Often you see or hear toy commercials finished with one peculiar tagline: batteries not included. However jokable this may sound, it exposes an inconvenient reality: toys, by the count of millions, consume batteries, particularly disposable alkaline batteries. Some may get carefully processed and properly disposed, while most end up in the landfill.
This begs the question: can we make toys that generate their own electricity? The arrival of nanogenerator raises the hope of solving this problem once for all. A nanogenerator can convert mechanical energy into electricity.
A team of Korean researchers incorporated specialized nanogenerators known as TENG (Triboelectric nanogenerator) into a popular toy-rubber duckies. These miniature powerhouses allow the toys to gather energy from vibrations from water in the bathtub. This study was reported in the latest issue of ACS Sustainable Chemistry & Engineering.

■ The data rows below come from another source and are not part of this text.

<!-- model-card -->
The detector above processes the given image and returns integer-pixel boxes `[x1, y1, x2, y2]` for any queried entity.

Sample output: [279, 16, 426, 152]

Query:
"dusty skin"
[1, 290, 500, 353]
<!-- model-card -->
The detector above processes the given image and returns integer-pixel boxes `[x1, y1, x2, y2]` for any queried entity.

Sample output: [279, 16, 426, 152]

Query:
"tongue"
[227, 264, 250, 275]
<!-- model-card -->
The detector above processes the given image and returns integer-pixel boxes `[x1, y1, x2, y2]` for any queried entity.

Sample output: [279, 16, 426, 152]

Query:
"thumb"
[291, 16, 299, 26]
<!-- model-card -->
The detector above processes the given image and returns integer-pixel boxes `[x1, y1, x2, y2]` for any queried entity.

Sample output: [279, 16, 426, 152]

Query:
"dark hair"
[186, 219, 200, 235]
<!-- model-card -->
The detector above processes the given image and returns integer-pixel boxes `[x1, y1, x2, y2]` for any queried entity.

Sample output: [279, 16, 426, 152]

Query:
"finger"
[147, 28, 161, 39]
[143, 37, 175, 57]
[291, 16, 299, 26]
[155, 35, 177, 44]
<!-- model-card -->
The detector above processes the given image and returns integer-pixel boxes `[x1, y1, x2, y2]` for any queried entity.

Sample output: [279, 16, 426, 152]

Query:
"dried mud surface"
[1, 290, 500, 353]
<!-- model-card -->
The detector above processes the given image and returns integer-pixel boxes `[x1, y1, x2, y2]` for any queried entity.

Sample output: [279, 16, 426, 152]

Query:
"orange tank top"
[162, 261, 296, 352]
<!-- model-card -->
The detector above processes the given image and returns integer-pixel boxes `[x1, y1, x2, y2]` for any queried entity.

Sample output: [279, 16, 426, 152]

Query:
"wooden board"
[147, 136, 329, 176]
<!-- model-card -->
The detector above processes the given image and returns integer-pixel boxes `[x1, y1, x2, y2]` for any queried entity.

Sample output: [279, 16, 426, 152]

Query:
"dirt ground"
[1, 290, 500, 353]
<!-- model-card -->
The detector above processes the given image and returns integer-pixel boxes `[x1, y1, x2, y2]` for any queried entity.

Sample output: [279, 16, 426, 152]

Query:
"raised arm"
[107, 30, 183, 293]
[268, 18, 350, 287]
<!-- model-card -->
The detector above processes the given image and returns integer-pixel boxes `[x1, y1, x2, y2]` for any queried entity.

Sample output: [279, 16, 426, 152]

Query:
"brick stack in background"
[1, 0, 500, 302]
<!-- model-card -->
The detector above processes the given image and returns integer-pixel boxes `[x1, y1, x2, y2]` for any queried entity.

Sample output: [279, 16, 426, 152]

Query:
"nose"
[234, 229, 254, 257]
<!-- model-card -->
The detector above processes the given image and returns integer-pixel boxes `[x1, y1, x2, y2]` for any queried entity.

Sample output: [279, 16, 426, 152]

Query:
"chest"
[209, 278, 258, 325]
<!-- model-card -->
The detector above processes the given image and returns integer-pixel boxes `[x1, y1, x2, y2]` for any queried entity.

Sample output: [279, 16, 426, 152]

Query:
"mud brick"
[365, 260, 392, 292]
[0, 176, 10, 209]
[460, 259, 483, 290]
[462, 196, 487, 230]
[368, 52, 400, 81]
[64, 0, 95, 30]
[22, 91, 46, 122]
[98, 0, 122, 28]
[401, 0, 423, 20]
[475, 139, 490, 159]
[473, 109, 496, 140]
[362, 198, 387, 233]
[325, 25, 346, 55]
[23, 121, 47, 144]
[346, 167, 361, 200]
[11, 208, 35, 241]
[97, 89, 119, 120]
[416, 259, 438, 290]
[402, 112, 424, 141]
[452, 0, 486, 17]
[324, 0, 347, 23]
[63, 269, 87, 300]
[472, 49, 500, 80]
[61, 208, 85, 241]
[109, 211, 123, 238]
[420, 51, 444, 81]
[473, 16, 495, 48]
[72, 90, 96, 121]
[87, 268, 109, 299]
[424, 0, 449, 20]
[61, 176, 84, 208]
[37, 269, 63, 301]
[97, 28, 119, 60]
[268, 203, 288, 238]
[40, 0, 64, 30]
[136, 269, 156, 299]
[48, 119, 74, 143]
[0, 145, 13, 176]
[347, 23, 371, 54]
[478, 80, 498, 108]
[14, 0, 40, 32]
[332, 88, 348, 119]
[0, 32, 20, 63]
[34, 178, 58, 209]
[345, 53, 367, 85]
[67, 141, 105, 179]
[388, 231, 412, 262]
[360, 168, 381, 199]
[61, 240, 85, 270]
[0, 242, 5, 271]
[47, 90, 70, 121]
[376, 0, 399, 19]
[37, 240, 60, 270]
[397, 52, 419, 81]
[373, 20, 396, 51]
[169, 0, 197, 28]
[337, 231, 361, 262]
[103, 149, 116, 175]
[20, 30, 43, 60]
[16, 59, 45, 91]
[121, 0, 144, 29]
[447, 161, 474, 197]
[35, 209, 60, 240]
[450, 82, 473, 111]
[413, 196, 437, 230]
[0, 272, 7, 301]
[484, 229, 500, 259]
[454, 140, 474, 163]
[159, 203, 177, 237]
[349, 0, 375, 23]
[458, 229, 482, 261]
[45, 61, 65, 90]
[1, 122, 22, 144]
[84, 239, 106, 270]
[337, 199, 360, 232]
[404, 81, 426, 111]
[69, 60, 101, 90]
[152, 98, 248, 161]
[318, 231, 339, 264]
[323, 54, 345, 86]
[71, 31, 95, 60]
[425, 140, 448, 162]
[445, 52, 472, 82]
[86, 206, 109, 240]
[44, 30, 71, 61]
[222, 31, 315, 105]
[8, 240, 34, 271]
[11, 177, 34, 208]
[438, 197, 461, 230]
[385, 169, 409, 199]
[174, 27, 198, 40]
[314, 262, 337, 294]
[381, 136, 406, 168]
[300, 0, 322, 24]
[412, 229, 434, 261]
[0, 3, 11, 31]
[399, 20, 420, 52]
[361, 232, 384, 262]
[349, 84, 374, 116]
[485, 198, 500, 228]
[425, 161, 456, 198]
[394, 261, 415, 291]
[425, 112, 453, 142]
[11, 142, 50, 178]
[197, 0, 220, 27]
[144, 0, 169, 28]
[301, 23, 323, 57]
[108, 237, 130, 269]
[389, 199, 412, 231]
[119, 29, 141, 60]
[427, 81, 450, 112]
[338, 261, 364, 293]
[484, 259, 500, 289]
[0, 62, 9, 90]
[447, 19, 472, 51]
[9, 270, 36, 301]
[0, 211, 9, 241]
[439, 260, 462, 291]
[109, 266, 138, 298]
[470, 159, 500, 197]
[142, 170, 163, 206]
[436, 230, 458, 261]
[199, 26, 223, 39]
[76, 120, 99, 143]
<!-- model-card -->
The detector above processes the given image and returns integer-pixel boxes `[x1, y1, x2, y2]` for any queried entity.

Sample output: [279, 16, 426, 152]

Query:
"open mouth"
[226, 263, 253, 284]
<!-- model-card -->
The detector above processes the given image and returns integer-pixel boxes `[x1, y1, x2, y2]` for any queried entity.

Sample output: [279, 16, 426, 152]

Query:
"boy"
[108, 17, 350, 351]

TENG can generate power via the so-called triboelectric effect (also known as triboelectric charging). Certain materials become electrically charged after they come into frictional contact with another material. Sounds familiar? Rubbing glass with fur, or comb a plastic comb through hair, can build up triboelectricity.
Although not generating much electricity, nanogenerators, many believe, have just enough capacity to power the next generation smart electronics such as battery-free toys, nano/micro-size personal devices, and smart wearable systems.